Carrusel
Carrusel
Hacía aproximadamente 22 años que no subía al carrusel. Cuando era niña, le fascinaba ver aquella sucesión de colores en movimiento; era como estar dentro del caleidoscopio que le había regalado su padre a los 3 años. Le había costado aprender esa palabra casi tanto como aceptar su muerte; el día que supo hacer ambas cosas, supo que era adulta, aunque no no quería serlo. Tampoco quería ser una niña, porque los niños tienen que crecer; incluso Peter Pan tuvo que hacerlo al acabar la historia.
Era de noche y la feria estaba cerrada: Massimo, el jefe del circo, le había dado la llave. Cuando se la dio, retuvo sus manos entre las de él y le declaró su amor ¡Bah! Ella sabía que eso no era amor; el "amor" que profesaba él era como el que ella sentía hacia las motas de polvo flotando frente a su ventana al amanecer. No podía decirle nada: necesitaba ese cariño efímero, por encima de lo mala que se sentía en el fondo; y aunque no lo amaba, le agradecía profundamente el regalo. Así, ella le regaló un tierno beso en la mejilla y su silencio mientras la acompañaba a encender el tiovivo.
El único sonido que se escuchaba sobre las olas del mar era la madera del muelle crujir bajo sus pies descalzos. Todo estaba a oscuras, salvo las luces del carrusel frente a ella. Caminaba ausente, ni siquiera la ruidosa mirada de Massimo la sacaba de su trance. Le venían a la mente los pocos recuerdos que tenía con su padre: "Dime, Rebecca ¿Qué caballito te gusta más?", le decía, acariciando con ternura su cabeza; ella siempre elegía el blanco, incluso esa noche, lo seguía prefiriendo. Subió sola: esta vez no estaban las manos de su padre para alzarla por la cintura y las del hombre a su lado no servían. Una vez todo estuvo listo, Massimo accionó el dispositivo e hizo lo que ella le había pedido: la dejó sola. Se le veía un poco apesadumbrado, pero no, no podía quedarse. Esa noche no.
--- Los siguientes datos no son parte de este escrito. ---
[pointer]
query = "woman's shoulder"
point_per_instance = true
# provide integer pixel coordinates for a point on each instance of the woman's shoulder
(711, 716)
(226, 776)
Poco a poco, la máquina despertaba de su sueño e iba cada vez más rápido. Su cabeza iba al ritmo del caballo: de arriba a abajo, dando vueltas y vueltas. Cómo anhelaba que la seda del vestido se volviese alas de hada para salir volando a jugar con las estrellas (él siempre le había dicho que algún día sería un lucero radiante). Él debía estar ahí arriba: siempre supo brillar con luz propia, incluso cuando se le apagó. Cómo deseaba ya alzarse y alejarse del goteo del suero, de las camas de hospital, del aroma a lejía y acetileno; le repugnaba: era el coro de un pasado amargo y de un futuro insípido. Tan sólo quería bañarse en polvo de estrellas y comer trozos de la luna ¿Era eso mucho pedir?
Más alto, más rápido, rápido, alto, alto...
Poco a poco, la máquina despertaba de su sueño e iba cada vez más rápido. Su cabeza iba al ritmo del caballo: de arriba a abajo, dando vueltas y vueltas. Cómo anhelaba que la seda del vestido se volviese alas de hada para salir volando a jugar con las estrellas (él siempre le había dicho que algún día sería un lucero radiante). Él debía estar ahí arriba: siempre supo brillar con luz propia, incluso cuando se le apagó. Cómo deseaba ya alzarse y alejarse del goteo del suero, de las camas de hospital, del aroma a lejía y acetileno; le repugnaba: era el coro de un pasado amargo y de un futuro insípido. Tan sólo quería bañarse en polvo de estrellas y comer trozos de la luna ¿Era eso mucho pedir?
Más alto, más rápido, rápido, alto, alto...
***
A la mañana siguiente, el conserje encontró a Rebecca colgando del caballo. La noticia apareció a las pocas horas en todos los periódicos de la ciudad. La autopsia develó que la causa de la muerte fue un infarto de miocardio; no obstante , la familia de la víctima exigió que se realizase un estudio toxicológico exhaustivo, tras reconocer públicamente que Rebecca sufría de depresión y había declarado no en pocas ocasiones su deseo de suicidarse; Massimo fue retenido como sospechoso, por ser la última persona en verla con vida. Esa tarde, el muelle estuvo repleto de curiosos mirando el carrusel tras las cintas amarillas; es una pena que nadie viese la estrella solitaria brillando sobre sus cabezas.